Marmorsaal

The Marble Hall lies at the end of the “Imperial Passage” – the area originally intended for the accommodation of the imperial court and the many other guests who visited the Abbey. It served as a reception and dining hall for festivals, above all during visits by the imperial court. The inscription above the door indicates this function: “Hospites tamquam Christus suscipiantur” (“Let all guests who arrive be received like Christ”) and “Et omnibus congruus honor exhibeatur” (“And to all let due honour be shown”) from Chapter 53 of the Rule of St Benedict. The door frames are of real marble from the famous Salzburg quarries of Adnet and Untersberg, while the walls are of stucco marble. The ceiling frescoes are by Paul Troger (1731) and the architectural painting, which gloriously frames the frescoes, by Gaetano Fanti. There have been various attempts to interpret the allegories in the ceiling frescoes. The viewer can see, for example, the central figure of Pallas Athene on a chariot pulled by lions with Hercules who is striking Cerberus with his club.
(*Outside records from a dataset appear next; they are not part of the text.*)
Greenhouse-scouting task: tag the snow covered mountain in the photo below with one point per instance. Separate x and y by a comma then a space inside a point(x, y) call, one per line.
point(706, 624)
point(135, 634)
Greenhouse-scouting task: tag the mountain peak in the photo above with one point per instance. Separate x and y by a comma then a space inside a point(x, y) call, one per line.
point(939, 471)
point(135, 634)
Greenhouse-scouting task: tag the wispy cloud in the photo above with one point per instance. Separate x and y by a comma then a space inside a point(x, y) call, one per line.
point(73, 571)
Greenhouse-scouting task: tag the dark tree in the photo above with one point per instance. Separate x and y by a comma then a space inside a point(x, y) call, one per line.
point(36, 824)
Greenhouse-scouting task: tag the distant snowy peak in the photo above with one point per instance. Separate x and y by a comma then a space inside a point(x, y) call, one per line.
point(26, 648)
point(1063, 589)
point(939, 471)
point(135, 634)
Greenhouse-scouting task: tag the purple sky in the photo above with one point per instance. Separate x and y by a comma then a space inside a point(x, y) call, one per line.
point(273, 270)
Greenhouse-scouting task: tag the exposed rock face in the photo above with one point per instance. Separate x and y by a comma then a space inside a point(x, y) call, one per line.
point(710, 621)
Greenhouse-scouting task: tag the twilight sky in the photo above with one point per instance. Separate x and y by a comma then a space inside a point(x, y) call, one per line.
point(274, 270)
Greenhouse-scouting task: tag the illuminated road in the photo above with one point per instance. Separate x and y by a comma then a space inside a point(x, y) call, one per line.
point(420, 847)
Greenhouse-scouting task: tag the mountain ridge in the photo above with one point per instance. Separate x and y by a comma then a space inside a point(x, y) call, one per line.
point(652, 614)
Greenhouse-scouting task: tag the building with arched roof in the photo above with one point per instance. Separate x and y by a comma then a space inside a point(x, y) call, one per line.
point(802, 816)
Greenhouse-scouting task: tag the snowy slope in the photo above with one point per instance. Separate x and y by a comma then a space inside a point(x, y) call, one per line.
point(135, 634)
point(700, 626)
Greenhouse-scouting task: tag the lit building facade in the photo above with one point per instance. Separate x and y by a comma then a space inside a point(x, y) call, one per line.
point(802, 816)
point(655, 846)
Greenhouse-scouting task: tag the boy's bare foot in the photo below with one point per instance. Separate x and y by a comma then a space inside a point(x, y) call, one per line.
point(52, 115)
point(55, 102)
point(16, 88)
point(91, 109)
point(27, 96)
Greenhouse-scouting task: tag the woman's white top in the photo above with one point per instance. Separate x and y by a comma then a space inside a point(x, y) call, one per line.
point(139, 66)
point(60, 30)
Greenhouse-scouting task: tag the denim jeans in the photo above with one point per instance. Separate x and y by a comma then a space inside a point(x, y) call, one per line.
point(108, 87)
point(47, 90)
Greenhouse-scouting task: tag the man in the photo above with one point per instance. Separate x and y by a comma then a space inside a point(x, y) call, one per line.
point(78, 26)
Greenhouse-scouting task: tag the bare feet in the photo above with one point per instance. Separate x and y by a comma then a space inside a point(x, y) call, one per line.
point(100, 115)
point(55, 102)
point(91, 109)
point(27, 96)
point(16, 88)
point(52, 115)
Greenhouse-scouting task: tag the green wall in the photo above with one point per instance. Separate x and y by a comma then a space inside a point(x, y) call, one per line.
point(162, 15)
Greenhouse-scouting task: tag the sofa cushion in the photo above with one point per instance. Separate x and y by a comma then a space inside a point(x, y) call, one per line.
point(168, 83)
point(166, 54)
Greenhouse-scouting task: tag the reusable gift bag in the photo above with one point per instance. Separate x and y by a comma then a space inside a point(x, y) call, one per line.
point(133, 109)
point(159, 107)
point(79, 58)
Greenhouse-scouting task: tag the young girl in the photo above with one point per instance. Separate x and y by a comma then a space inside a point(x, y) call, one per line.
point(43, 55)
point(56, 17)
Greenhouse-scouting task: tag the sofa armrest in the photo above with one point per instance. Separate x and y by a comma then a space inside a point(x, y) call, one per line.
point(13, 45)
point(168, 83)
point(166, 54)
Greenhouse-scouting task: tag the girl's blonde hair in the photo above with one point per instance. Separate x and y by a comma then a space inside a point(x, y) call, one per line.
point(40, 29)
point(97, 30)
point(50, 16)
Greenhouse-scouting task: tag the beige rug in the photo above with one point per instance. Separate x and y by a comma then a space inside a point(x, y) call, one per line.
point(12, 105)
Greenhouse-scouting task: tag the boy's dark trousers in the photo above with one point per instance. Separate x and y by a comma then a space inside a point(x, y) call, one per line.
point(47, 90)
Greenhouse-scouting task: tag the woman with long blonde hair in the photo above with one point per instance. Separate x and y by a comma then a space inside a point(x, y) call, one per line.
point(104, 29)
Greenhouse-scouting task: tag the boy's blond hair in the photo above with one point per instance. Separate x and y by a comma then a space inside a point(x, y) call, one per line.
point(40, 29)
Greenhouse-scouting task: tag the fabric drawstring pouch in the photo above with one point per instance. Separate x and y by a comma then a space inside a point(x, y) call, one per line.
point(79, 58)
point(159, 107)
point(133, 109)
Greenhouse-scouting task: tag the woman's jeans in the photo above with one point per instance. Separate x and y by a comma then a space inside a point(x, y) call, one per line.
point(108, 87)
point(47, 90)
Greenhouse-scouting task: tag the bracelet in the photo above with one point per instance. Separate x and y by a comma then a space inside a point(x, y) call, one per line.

The Habsburgs liked to employ the myth of Hercules for themselves; this was particularly true of Charles VI, from whose reign this painting comes. The two figures could therefore be seen as an embodiment of state power, and thus the painting as an expression of deference to the ruling dynasty, which knows how to govern with wise moderation (Pallas Athene) and necessary force (Hercules). The ruler leads his people, with all their sinful ways, from the dark (Cerberus, demons of the night, allegories of sin: pride, greed, lust, envy, gluttony, wrath and sloth) into the light that grants science and the arts to the seeker: above Pallas Athene a radiant angel brings light and scatters flowers. Next to it, the spring-like Zephyr brings warmth and growth. Underneath there are allegorical depictions of various virtues, sciences and arts. At the end of the group, the winged horse Pegasus, symbol of poetry, leaps from the temple to the muses. An angel hovers above, pouring from its cornucopia rewards for good, spiritual and moral acts. Here one can clearly see the Enlightenment ideal of the ruler.